10 février 2013

Comme un ultime coup de révolver.


Shadow Dancer, de James Marsh (2012).

            Tout à la fois documentariste et réalisateur de films de fiction, James Marsh revient sur ce que l’on appelle communément au Royaume-Uni les « troubles »  --  c'est-à-dire le conflit en Irlande du Nord, aux enjeux sociaux et politiques autant (sinon plus) que religieux. Il le fait d’un point de vue qu’il veut historique (après un rapide prologue en 1973, l’action se situe en 1993 entre Londres et Belfast) mais aussi moral, autour du thème de l’engagement, du double-jeu et de la trahison.

            La façon dont Marsh et son scénariste Tom Bradby (journaliste et auteur du roman à l’origine du film) abordent leur sujet n’est pas sans rappeler l’univers de John Le Carré, d’autant que certains choix esthétiques (décors sans recherche et banalement quotidiens, palette de couleurs fanées tirant sur le marron sale) sont assez proches de ceux du récent Tinker, Taylor, Soldier, Spy de Tomas Alfredson (La Taupe, 2010). Ainsi entre-t-on d’entrée de jeu dans un monde où la frontière entre le bien et le mal apparaît singulièrement incertaine et comme nimbée dans une sorte de brouillard. Collette (Andrea Riseborough), une jeune femme dont les frères appartiennent au dernier carré des combattants de l’IRA, est compromise dans une tentative d’attentat à Londres. Un agent des services de sécurité anglais, Mac (Clive Owen), lui propose de devenir une informatrice en échange de la liberté. L’un et l’autre vont découvrir bientôt un jeu de manipulations compliquées qui les dépasse.

            On ne saurait nier que Marsh mène son intrigue avec une indiscutable sûreté, dans un climat de tension qui emporte la plupart du temps l’adhésion du spectateur. Mais pour autant, si le jeu est brillant dans sa construction et son rendu, il demeure à la surface des choses et les personnages manquent singulièrement de substance, réduits à la dimension de  simples pions sur un échiquier géant. Alors que l’action se déroule dans un moment historique capital, au moment où commencent les négociations de paix entre le Sinn Féin et le gouvernement britannique de John Major, on ne comprend pas (plus ?) ce qui peut encore motiver profondément les derniers combattants de l’IRA dans une Irlande du Nord qui aspire à autre chose  --  sinon un jusqu’au-boutisme qui ne se nourrit plus que de sa propre inutilité mais continue à tuer. Les policiers, eux, jouent un jeu plus clair en apparence : éradiquer les derniers restes d’un terrorisme qui n’est plus de saison tout en continuant à mettre en place des coups tordus  --  stratégie favorite de tout combat souterrain. On sait depuis longtemps qu’un pion peut toujours être sacrifié quand il s’agit d’en préserver un autre, jugé plus important. Ainsi tout le monde se trouve-t-il renvoyé dos à dos et cette sorte de distance assez froide que prend le cinéaste avec son sujet et ses personnages finit par devenir d’autant plus gênante que l’on sait certains protagonistes déjà condamnés par l’Histoire  --  et donc, à ce titre, intéressants à étudier dans une perspective historique.
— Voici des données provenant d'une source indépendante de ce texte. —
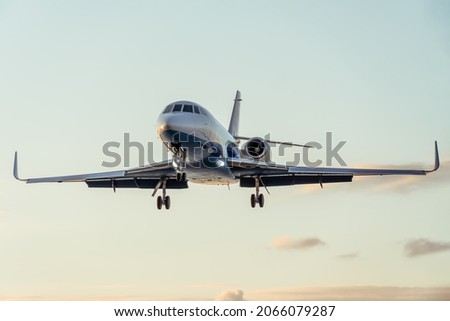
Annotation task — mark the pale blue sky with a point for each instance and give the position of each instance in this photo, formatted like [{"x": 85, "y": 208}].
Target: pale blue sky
[{"x": 77, "y": 74}]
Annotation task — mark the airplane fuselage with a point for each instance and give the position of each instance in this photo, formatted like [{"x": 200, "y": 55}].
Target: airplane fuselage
[{"x": 198, "y": 142}]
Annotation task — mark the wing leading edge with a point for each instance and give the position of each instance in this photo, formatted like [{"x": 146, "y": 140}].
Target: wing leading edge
[
  {"x": 148, "y": 176},
  {"x": 272, "y": 174}
]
            Le parti-pris de Marsh (un regard froid de documentariste appliqué à la fiction) n’est pas en soi scandaleux ni déshonorant, mais le cinéaste prend le risque d’une certaine vacuité  --  vacuité d’un thriller d’espionnage un peu maigre et, partant, réduit à sa propre mécanique. Une mécanique que n’améliore malheureusement pas une mise en scène trop soumise à l’académisme contemporain  --  caméra portée à l’épaule, même pour certains plans fixes qui en deviennent tremblés. Souci d’une authenticité documentaire, me dira-t-on  --  évidemment… Les acteurs s’en sortent bien, qui assurent avec talent sinon toujours avec conviction, condamnés aux aussi à se contenter d’incarner des stéréotypes sans véritable épaisseur. Comme un ultime coup de révolver, en somme. Pour rien.